Aku pun tak lama mendapati meja dan kursi panasku. Barisan kedua di ujung sebelah kanan. Ternyata kami duduk bersebelahan. Kebetulan sekali.

"Oh, iya! Perkenalkan saya Sofi." Dia mengulurkan tangannya.

Kuraih tangan hangat itu, "Aku Ilmi! Salam kenal juga."

Tanpa diminta, ia bercerita panjang lebar. Ternyata Sofi adalah alumni SMPN 14. Sofi juga kenal Tama--teman sekolahku yang juga alumni sekolah ini. Bahkan, ia bergosip tentang Tama. Katanya, Tama banyak digandrungi para siswi. Ya, pantas saja Tama memang anak yang tampan, pintar, jago bermain basket, dan pandai bersosialisasi. Termasuk Sofi juga mengagumi sosok Tama juga. Tama sudah tenang masuk ITB dengan beasiswa penuh. 
Oke berhenti membicarakan soal Tama. Tidak penting. Bukan tokoh utama dalam cerita ini.

Aku dan Sofi pun berpisah. Sofi sepertinya merasa cukup telah mengetahui tempat duduk untuk tes esok pagi. Sementara aku masih ingin memastikan letak toilet dan musala atau masjid di lingkungan sekolah ini. Siapa tahu aku membutuhkannya besok. Banyak petunjuk di kertas-kertas terpampang tanda panah dan bertuliskan toilet dan musala. Sehingga mudah saja untuk menemukannya.

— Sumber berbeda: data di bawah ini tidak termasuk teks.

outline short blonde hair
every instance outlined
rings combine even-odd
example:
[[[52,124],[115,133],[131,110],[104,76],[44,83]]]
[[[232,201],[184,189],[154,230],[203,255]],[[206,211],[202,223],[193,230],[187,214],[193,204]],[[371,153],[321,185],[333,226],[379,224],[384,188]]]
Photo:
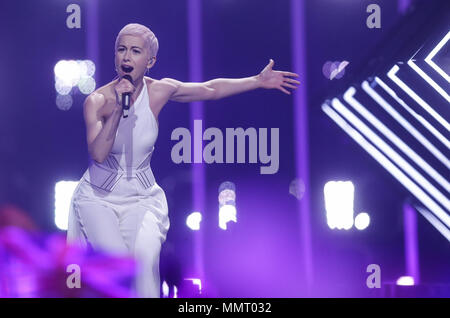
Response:
[[[145,25],[130,23],[124,26],[122,30],[120,30],[119,34],[117,34],[116,43],[114,46],[115,50],[117,50],[117,46],[119,45],[119,38],[122,35],[134,35],[142,37],[145,42],[145,48],[150,54],[150,58],[156,56],[156,54],[158,53],[158,39],[156,38],[155,34]]]

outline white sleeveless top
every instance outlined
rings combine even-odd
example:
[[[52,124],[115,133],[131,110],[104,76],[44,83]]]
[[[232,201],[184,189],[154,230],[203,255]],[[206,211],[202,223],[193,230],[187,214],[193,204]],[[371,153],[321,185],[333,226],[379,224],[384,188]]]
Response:
[[[150,161],[158,138],[158,123],[152,110],[143,79],[143,87],[128,117],[120,119],[116,138],[105,161],[93,161],[83,175],[90,183],[112,191],[123,178],[136,177],[145,188],[155,183]]]
[[[107,158],[102,163],[92,160],[74,191],[68,218],[68,242],[87,245],[77,213],[80,204],[86,200],[114,207],[116,211],[133,210],[136,205],[147,207],[151,213],[145,214],[142,227],[156,221],[161,242],[165,241],[170,227],[167,199],[150,167],[157,136],[158,123],[150,109],[144,79],[142,91],[131,105],[128,117],[120,119],[116,139]]]
[[[131,105],[128,117],[120,119],[110,152],[124,170],[127,167],[138,168],[153,152],[158,138],[158,123],[150,109],[145,79],[143,82],[142,90]]]

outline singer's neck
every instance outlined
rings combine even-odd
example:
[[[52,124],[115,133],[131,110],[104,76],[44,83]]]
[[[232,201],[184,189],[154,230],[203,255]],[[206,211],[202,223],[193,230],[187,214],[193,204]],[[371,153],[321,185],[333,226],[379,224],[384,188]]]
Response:
[[[136,85],[136,90],[134,92],[133,95],[131,95],[131,100],[134,102],[136,101],[136,99],[138,98],[138,96],[141,94],[142,88],[144,87],[144,78],[138,78],[134,84]]]

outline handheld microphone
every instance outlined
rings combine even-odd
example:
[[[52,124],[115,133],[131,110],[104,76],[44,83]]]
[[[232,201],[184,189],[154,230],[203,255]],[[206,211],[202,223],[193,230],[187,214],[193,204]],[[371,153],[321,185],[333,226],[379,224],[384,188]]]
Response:
[[[133,79],[131,78],[130,75],[126,74],[122,78],[130,81],[130,83],[133,84]],[[128,117],[128,110],[130,109],[130,101],[131,101],[131,92],[122,93],[123,118]]]

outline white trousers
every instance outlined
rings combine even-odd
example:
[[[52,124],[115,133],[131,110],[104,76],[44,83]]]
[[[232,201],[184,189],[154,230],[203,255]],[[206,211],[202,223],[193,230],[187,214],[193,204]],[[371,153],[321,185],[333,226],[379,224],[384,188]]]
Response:
[[[137,261],[136,295],[160,297],[159,255],[170,227],[166,196],[154,181],[121,178],[105,190],[82,178],[71,202],[67,239]]]

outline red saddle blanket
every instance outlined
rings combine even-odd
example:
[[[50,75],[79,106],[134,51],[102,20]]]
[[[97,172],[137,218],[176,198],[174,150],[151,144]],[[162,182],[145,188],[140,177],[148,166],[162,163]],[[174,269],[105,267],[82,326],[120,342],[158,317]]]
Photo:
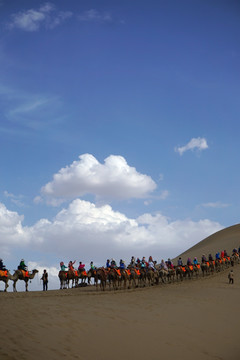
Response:
[[[7,277],[7,270],[0,270],[0,276],[1,277]]]

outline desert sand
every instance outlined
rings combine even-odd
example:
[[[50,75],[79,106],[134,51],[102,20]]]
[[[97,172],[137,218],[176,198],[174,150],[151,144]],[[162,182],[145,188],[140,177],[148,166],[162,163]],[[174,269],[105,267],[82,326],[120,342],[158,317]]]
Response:
[[[224,229],[183,258],[230,252],[239,239],[239,225]],[[233,270],[233,285],[227,269],[134,290],[1,293],[0,359],[238,360],[240,265]]]

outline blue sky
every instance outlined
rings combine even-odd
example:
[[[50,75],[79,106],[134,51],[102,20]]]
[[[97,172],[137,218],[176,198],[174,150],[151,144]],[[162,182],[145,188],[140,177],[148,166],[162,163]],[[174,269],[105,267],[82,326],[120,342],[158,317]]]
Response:
[[[231,0],[0,1],[11,270],[55,284],[61,260],[160,261],[239,223],[239,20]]]

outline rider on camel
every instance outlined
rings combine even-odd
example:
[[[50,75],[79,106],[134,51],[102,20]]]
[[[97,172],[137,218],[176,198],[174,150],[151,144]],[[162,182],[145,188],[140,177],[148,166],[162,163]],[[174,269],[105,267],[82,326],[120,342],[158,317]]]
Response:
[[[174,269],[173,263],[170,258],[168,258],[167,267],[168,267],[168,269]]]
[[[116,261],[114,259],[111,260],[111,268],[112,269],[116,269],[117,268],[117,264]]]
[[[95,270],[96,266],[93,265],[93,261],[90,262],[90,270]]]
[[[192,260],[191,260],[190,257],[187,259],[187,265],[188,265],[188,266],[191,266],[191,265],[192,265]]]
[[[0,270],[6,271],[6,266],[3,264],[2,259],[0,259]]]
[[[180,257],[177,262],[178,266],[183,266],[182,258]]]
[[[155,271],[155,264],[154,264],[153,259],[152,259],[151,256],[149,257],[148,268],[149,268],[149,269],[152,269],[153,271]]]
[[[141,261],[141,268],[144,269],[145,267],[146,267],[146,260],[145,260],[145,256],[144,256]]]
[[[209,254],[209,255],[208,255],[208,261],[213,261],[212,254]]]
[[[240,249],[240,248],[239,248],[239,249]],[[233,254],[237,254],[237,252],[238,252],[238,251],[237,251],[237,248],[234,248],[233,251],[232,251]]]
[[[167,264],[163,259],[160,263],[160,269],[168,270]]]
[[[110,265],[110,260],[109,259],[107,259],[107,262],[106,262],[106,269],[109,269],[111,267],[111,265]]]
[[[60,268],[61,268],[61,271],[67,271],[67,266],[64,265],[63,261],[60,262]]]
[[[224,250],[224,257],[228,257],[227,250]]]
[[[121,259],[120,262],[119,262],[119,268],[121,270],[125,270],[126,269],[126,265],[125,265],[125,262]]]
[[[135,257],[132,256],[131,261],[130,261],[130,267],[135,267],[135,266],[136,266],[136,260],[135,260]]]
[[[27,265],[25,264],[24,259],[20,261],[20,264],[18,265],[18,270],[27,271]]]
[[[220,252],[217,252],[217,253],[216,253],[216,260],[221,260],[221,258],[220,258]]]
[[[193,260],[193,265],[198,265],[198,259],[196,257]]]
[[[83,264],[81,261],[79,262],[78,270],[79,270],[80,272],[85,271],[85,264]]]
[[[206,262],[207,262],[206,255],[205,255],[205,254],[203,254],[203,255],[202,255],[202,263],[206,263]]]
[[[69,271],[74,271],[74,267],[73,265],[75,264],[76,260],[72,261],[70,260],[69,263],[68,263],[68,269]]]

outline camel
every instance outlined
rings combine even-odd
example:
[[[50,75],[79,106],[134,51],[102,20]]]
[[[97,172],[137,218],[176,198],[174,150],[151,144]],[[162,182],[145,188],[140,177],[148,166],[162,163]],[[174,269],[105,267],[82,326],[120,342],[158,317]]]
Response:
[[[121,273],[121,282],[123,282],[123,288],[124,290],[127,288],[127,282],[130,283],[130,275],[128,274],[128,271],[125,269],[120,269]],[[128,288],[130,288],[130,284],[128,285]]]
[[[214,269],[215,269],[215,261],[209,261],[209,271],[211,274],[214,273]]]
[[[193,265],[186,265],[185,269],[186,269],[186,276],[188,277],[188,279],[192,279],[194,273]]]
[[[141,286],[146,286],[146,281],[147,281],[147,270],[145,268],[140,268],[140,277],[139,277],[139,282]]]
[[[234,266],[234,264],[239,264],[240,262],[239,255],[237,253],[233,253],[230,262],[232,266]]]
[[[28,291],[28,281],[34,279],[35,275],[38,273],[37,269],[34,269],[31,272],[28,272],[28,276],[25,275],[25,273],[23,273],[22,270],[15,270],[14,274],[13,274],[13,291],[17,292],[16,289],[16,283],[18,280],[23,280],[25,281],[25,289],[26,291]]]
[[[175,275],[176,275],[176,270],[175,269],[168,269],[168,281],[169,282],[174,282],[175,279]]]
[[[223,269],[222,260],[220,260],[220,259],[215,260],[215,269],[216,269],[216,272],[219,272]]]
[[[75,285],[78,285],[78,280],[81,280],[81,284],[85,285],[86,284],[86,280],[88,279],[88,274],[86,273],[85,270],[78,270],[77,271],[78,276],[76,277],[75,280]]]
[[[202,262],[201,263],[201,270],[202,270],[202,274],[203,276],[206,274],[206,275],[209,275],[209,262]]]
[[[7,288],[9,287],[8,285],[8,281],[9,280],[15,280],[16,276],[13,276],[10,274],[10,272],[8,270],[1,270],[0,271],[0,281],[3,281],[5,283],[5,289],[4,291],[7,292]]]
[[[88,285],[91,284],[91,278],[94,279],[94,285],[96,285],[96,274],[97,274],[97,268],[88,270],[87,272]]]
[[[177,277],[177,280],[180,280],[183,281],[183,278],[185,277],[186,275],[186,269],[185,269],[185,266],[177,266],[176,267],[176,277]]]
[[[198,278],[199,273],[200,273],[200,265],[199,264],[193,265],[193,271],[194,271],[194,274],[196,275],[196,278]]]
[[[77,285],[77,283],[78,283],[78,276],[79,276],[79,274],[78,274],[78,272],[77,272],[77,270],[68,270],[67,271],[67,287],[68,287],[68,289],[69,289],[69,286],[70,286],[70,281],[72,281],[72,288],[73,288],[73,286],[75,285]]]
[[[159,274],[159,278],[162,280],[162,282],[165,283],[166,280],[168,279],[168,270],[161,268],[161,269],[159,269],[158,274]]]
[[[100,280],[100,288],[105,291],[106,285],[107,285],[107,270],[104,269],[104,267],[101,267],[96,270],[96,288],[98,290],[98,280]]]
[[[128,266],[128,270],[130,271],[129,276],[129,287],[138,287],[139,286],[139,278],[140,278],[140,271],[132,267],[131,265]]]
[[[58,273],[58,277],[59,277],[59,280],[60,280],[60,290],[62,289],[66,289],[67,286],[67,271],[59,271]]]
[[[117,290],[120,286],[121,282],[121,273],[119,274],[117,272],[117,269],[109,269],[108,271],[108,284],[109,284],[109,290],[111,290],[111,287],[113,290]]]
[[[154,271],[153,269],[147,270],[147,279],[149,282],[149,286],[153,286],[155,284],[159,283],[159,277],[157,271]]]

Aku menuju toilet, lalu menuju musala. Dua rakaat salat syukrul wudhu sukses membuat hati ini tenang. Alhamdulillah. Kulanjutkan dengan memohon kemudahan dan kelancaran untuk tes besok. Aku minta yang terbaik, Robb. Aku selalu ingat nasihat Pak Risydi sebelum tes berlangsung. "Do your best, save the rest for Allah."

Empat ke lima hari mulai merenung dan flasback kejadian sebelumnya. Jauh sebelum tes ujian itu.

"Percuma pinter dan masuk ITB atau UPI, tapi durhaka pada orang tua. Gak akan berkah!" teriak ibu dengan penuh murka.

"Astagfirullah!"
Tetiba aku tebangun. Kalimat itu sungguh mencabik-cabik kalbu. Sampai terbawa mimpi. Ya, itu adalah serapah yang keluar dari mulut wanita mulia. Bagaimana aku bisa mengabaikannya.

"Astaghfirullah! Astaghfirullahal 'adziim" Aku mengulang-ulang istigfar. Ampuni aku ya Allah. Maafkan aku ibu. Aku sungguh menyesal.